Il M. fu artefice anche di due importanti opere di architettura religiosa: la chiesa e l'ospedale di S. Maria dell'Annunziata e la chiesa e l'ospedale di S. Giacomo degli Spagnoli.
Il primo complesso, realizzato tra il 1540 e il 1547, anno della consacrazione, fu distrutto in un incendio nel 1757; della chiesa cinquecentesca restano visibili solo resti del rivestimento in piperno e del basamento nel cortile della Santa Casa, dove si riconoscono frammenti di lesene scanalate e baccellate memori del classicismo mormandeo.
Il secondo, poco oltre palazzo vecchio, nell'area dell'antico quartiere dei Genovesi, fu realizzato intorno al 1540; nella chiesa fu collocata la tomba che Pedro de Toledo aveva commissionato molto prima della propria morte (1553) a Giovanni Marigliano da Nola. Distrutta la facciata per la costruzione del palazzo dei ministeri all'inizio del XIX secolo, l'interno della chiesa di S. Giacomo è l'unica opera architettonica del M. rimasta quasi nella sua totale integrità. A tre navate a croce latina presenta due particolari soluzioni: nelle navate laterali coperte da una successione di cupole e nello svolgimento della parte terminale della navata centrale, con la cupola impostata, invece che sull'incrocio tra la navata e il transetto, su un quadrato tra il transetto e l'abside in modo che quest'ultima risulti più profonda, per favorire la visibilità del monumento sepolcrale del viceré, al centro dell'abside stessa. Le soluzioni adottate in S. Giacomo degli Spagnoli ebbero eco in chiese napoletane del secolo successivo: l'architetto teatino Francesco Grimaldi avrebbe utilizzato nella chiesa di S. Maria degli Angeli (1600-10) a Pizzofalcone la successione delle cupolette sulle navate laterali; mentre nella chiesa di S. Maria della Sapienza (consacrata non ancora ultimata nel 1641) sarebbe stato ripreso lo svolgimento della parte terminale adottato dal M. con la cupola spostata in fondo al transetto.

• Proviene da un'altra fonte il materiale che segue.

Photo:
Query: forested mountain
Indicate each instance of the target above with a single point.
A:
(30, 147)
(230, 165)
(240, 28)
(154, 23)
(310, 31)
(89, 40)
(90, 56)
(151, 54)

Il M. morì a Napoli dopo il 1572 e venne sepolto nella chiesa dell'Annunziata, nella quale gli era stata concessa, come onore per averne realizzato la fabbrica, sepoltura per sé e per i propri familiari.
Qui riposava anche il figlio Timoteo, avviato alla carriera di matematico, morto all'età di diciannove anni nel 1572; il M. stesso compose l'epitaffio per la sepoltura comune.